The second thing you need to know is a fact about the Clery Act, that they reference:
Heightened concern on campuses about criminal records can be traced in part to the 1986 murder of Jeanne Clery, a 19-year-old who was killed in her dormitory at Lehigh University. The killer did not have a criminal conviction record. Congress responded by passing the Clery Act in 1990, requiring schools to publicly report violence on campus.
The Clery Act was passed after Jeanne Clery, 19, was tortured, raped, and murdered in her Lehigh University dormitory room by fellow-student Josoph Henry, who was black.
Henry, a sophomore at Lehigh, was angry he had just lost the Black Student Union election. He was failing out of Lehigh for a second time and was mired in a drug addiction.Henry was found guilty on several counts including: first-degree murder, rape, involuntary deviant sexual intercourse, indecent and aggravated assault and burglary in 1987. He was sentenced to death.

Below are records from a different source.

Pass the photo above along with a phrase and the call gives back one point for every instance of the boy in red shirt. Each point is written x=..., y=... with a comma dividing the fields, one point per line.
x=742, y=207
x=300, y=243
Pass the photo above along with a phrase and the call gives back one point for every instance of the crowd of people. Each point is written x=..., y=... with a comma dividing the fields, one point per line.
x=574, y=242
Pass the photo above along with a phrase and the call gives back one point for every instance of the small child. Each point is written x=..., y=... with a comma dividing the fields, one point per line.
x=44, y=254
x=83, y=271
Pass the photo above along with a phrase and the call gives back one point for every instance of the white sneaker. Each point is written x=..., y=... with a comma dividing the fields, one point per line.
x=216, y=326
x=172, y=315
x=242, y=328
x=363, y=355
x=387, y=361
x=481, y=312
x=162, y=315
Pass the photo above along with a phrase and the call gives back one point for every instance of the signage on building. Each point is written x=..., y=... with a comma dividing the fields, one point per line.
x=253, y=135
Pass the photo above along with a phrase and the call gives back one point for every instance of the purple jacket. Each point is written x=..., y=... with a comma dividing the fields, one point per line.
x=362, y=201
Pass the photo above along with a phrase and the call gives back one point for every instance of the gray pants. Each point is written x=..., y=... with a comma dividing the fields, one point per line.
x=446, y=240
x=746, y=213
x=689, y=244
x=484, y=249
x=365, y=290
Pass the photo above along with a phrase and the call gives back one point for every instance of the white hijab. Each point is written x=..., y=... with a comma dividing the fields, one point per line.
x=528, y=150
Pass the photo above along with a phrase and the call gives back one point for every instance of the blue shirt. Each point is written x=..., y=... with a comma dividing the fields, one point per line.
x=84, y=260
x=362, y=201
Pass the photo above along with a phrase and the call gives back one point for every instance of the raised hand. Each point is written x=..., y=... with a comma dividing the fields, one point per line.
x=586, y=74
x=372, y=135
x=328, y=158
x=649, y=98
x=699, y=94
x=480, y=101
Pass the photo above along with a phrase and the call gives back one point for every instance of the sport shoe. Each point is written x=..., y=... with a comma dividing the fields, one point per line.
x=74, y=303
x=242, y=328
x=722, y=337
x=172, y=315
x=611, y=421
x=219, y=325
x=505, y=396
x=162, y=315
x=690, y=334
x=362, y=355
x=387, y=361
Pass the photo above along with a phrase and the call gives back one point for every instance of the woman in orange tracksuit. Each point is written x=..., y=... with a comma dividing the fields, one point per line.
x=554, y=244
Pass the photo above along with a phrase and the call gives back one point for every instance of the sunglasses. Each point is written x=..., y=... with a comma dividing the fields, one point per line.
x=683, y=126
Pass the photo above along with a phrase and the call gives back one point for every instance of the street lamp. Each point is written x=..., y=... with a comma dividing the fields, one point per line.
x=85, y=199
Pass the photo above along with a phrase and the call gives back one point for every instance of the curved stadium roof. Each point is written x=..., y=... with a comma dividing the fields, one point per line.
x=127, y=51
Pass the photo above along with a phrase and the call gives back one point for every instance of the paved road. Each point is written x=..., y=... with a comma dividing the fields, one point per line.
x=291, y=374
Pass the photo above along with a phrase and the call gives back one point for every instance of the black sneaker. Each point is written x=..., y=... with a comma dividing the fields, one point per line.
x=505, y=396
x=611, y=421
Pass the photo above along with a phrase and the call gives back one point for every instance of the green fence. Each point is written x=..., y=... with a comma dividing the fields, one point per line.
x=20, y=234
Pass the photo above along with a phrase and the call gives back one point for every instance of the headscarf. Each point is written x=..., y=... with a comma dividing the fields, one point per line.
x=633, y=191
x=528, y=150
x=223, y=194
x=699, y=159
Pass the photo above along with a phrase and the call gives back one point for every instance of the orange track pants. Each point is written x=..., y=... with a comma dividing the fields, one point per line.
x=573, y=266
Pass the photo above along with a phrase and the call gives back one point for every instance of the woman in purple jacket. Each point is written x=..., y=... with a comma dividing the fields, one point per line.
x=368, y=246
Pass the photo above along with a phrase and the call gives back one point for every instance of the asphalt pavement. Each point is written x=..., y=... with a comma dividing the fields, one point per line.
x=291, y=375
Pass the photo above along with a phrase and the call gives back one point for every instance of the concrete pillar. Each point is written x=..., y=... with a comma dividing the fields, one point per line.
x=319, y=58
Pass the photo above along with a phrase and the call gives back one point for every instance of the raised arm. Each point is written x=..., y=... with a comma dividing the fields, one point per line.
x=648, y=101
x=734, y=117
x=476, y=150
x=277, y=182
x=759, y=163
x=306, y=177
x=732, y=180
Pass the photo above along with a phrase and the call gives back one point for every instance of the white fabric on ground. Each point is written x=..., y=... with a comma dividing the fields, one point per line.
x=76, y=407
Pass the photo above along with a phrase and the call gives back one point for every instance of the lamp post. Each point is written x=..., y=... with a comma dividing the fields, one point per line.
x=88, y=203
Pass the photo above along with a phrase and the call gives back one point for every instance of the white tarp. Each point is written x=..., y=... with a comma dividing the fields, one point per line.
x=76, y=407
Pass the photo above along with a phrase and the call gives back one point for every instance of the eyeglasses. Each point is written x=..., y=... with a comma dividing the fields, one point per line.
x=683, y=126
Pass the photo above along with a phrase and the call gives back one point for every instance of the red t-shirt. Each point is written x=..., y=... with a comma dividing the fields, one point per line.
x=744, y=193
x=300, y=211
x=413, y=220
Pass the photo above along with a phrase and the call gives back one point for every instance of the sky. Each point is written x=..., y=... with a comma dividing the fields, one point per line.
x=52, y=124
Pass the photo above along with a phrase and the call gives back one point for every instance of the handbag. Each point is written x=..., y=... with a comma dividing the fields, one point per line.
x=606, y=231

For years Henry fought the sentence with new counsel, who alleged Henry was insane and received incompetent counsel during his original trial. His execution was stayed several times as the courts decided on the merits of those claims and others. All but one of his claims were dismissed.
In May 2002 his death sentence was overturned when a federal judge ruled the instructions given by a Northampton County judge in the trialís sentencing phase were ambiguous. U.S. District Judge Anita Brody ruled the jury may not have been able to properly follow the provisions needed for death penalty sentencing.
Henry is now serving life in prison without parole. After his final court appearance in 2002, Henry apologized to the family.
"If the bereaved family [wants to] shout at me, kick me, whatever, I'm willing to do anything to help them to feel at all better," he said, The Morning Call reported.
Murder sparked battle against campus crime, By Patrick Thornton Lehigh University Brown And White, April 3, 2006 [PDF]
He declined, however, to hang himself in his cell (which would indicate real remorse) and is still alive in Pennsylvania, doing life in prison. Mr. Henry rarely gets mentioned in discussions of the Clery Act and student safety.
Henry was attending Lehigh on a scholarship—the college, at the time, had only a hundred black students out of 4500. [Jo-jo Makes The Papers Lehigh Murder Suspect's Neighbors Expected Likable 'Brainiac' To Outrun Newark's Odds, By Michel Marriott, Philadelphia Daily News, April 14, 1986]
Maybe the idea of giving scholarships to "promising" youth from crime-ridden ghettos is what universities ought to review, but don't expect the New York Times to editorialize about that.